California counties are struggling to curb new cases of coronavirus, and Jones’ refusal to require his jail deputies to wear masks puts everyone at risk, Fischer said.
“The jail system and the community are only as strong as the weakest link. Having deputies not wearing masks is the weak link.”
The lack of masks isn’t the only issue identified by Mendelson and Fischerin their May 27 letter.
Currently, anyone booked into a Sacramento jail is quarantined for seven days. During that time, new prisoners are allowed only one initial shower, and cannot make personal phone calls or leave their cell. Incarcerated people who come into contact with someone suspected to have COVID-19 are placed in quarantine for 14 days under the same harsh conditions: no showers, personal phone calls, or out-of-cell time.
The parties met on May 28, but were unable to reach a resolution, Mendelson said. The next step is a mediation session with a judge, scheduled for June 15.
Monday, we wrote about a spike in COVID-19 cases at California’s San Quentin prison, which, only a week ago, had reported no infections. There was also a spike at Corcoran State Prison, which, like San Quentin, also had reported no cases. The new cases arose from expanded testing and the transfer of prisoners to the two facilities to alleviate crowding at the California Institution for Men (CIM), where 12 people have died and there are more than 500 active cases. A California Department of Corrections and Rehabilitation (CDCR) spokesperson said only one of the new cases at Corcoran came from the transfer. She told The Appeal that people moved from CIM to San Quentin were tested and medically evaluated prior to their transfer.
On Monday, the San Francisco Chronicle’s Jason Fagone and Megan Cassidy reported that the tests were taken weeks prior to the transfers and that four of the men displayed symptoms of COVID-19 en route to San Quentin.

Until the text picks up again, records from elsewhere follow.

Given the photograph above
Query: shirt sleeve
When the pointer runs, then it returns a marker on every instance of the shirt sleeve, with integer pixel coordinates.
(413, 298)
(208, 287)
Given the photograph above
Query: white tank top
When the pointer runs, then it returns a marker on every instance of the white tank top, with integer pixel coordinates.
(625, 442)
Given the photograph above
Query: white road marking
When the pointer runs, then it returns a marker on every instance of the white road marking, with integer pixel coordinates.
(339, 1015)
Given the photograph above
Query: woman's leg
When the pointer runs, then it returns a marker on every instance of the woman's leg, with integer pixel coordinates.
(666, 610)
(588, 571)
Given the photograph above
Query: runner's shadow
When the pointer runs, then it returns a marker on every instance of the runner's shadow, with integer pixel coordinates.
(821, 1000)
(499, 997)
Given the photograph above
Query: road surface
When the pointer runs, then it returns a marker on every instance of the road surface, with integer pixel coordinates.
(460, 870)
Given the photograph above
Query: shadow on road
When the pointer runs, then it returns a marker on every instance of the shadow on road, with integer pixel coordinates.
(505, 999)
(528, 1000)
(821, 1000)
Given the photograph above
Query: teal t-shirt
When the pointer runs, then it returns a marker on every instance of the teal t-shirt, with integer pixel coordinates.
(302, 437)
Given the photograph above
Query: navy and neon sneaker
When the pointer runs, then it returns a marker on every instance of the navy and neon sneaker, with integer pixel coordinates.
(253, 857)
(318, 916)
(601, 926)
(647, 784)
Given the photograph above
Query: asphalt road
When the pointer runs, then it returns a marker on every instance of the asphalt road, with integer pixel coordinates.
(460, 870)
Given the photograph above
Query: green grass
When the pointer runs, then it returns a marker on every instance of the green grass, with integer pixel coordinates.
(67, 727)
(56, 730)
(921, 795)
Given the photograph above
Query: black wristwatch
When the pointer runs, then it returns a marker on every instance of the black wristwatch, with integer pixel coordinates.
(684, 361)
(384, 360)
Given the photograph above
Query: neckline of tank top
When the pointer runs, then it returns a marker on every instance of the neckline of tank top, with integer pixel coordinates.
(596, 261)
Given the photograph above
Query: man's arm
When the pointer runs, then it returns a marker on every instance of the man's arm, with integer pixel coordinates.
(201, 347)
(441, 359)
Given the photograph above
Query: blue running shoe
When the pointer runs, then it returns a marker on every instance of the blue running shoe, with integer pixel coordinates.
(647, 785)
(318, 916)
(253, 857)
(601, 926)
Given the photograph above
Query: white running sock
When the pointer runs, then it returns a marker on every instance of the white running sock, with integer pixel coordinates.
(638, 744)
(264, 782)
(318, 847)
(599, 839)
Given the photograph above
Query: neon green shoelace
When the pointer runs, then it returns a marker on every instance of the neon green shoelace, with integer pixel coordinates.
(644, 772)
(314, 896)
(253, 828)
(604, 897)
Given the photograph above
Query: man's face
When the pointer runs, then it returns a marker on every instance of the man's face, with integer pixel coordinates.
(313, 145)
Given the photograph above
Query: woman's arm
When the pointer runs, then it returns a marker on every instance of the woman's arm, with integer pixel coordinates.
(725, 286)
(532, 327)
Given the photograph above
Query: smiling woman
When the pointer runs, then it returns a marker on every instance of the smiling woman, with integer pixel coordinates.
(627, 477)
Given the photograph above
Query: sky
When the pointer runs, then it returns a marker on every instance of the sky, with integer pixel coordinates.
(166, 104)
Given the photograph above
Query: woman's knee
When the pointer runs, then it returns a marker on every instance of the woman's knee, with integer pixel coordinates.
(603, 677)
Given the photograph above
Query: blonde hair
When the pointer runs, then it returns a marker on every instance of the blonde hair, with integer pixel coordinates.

A CDCR spokesperson told The Appeal that all of the men were quarantined when they arrived at Corcoran and San Quentin.
According to CDCR’s patient tracker, 2,382 men and women in California prisons currently have COVID 19. There are 16 active cases at San Quentin and 93 at Corcoran. The largest number of active cases is at Chuckawalla Valley State Prison, in Blythe (989). Avenal State Prison is second with 639, down from Monday’s 670 cases.
*As jails and prisons expand testing, asymptomatic positive cases are becoming a significant problem. On Monday, Weld County jail, which is about an hour outside of Denver, reported that 23 asymptomatic prisoners had tested positive for COVID-19.
*On Monday, the Boyd County Sheriff’s Department released the name of a man who died in its custody on Sunday. In a press release, the department said 48-year-old Leslie Bryan went into “medical distress” in jail and died later that day in a hospital. A post-mortem test determined that he had COVID-19. Bryan had been at the jail only 12 days and the department said he showed no signs of illness. Last year, The Appeal examined problems in the Kentucky jail, which included drug overdoses, escapes, and a man who died after being placed in a restraint chair and beaten by deputies.
* Twenty-one staff and inmates in the Willacy County jail have tested positive for COVID-19, the Valley Morning Star reports. The south Texas county—population 22,134—is located just north of Brownsville.
* Every single person housed in the Morrow County Jail in Gilead, Ohio, which has been turned into an ICE facility, has tested positive for COVID-19.
Correction: This post has been updated to clarify the number of new cases at Corcoran State Prison resulting from the transfer of prisoners from the California Institution for Men.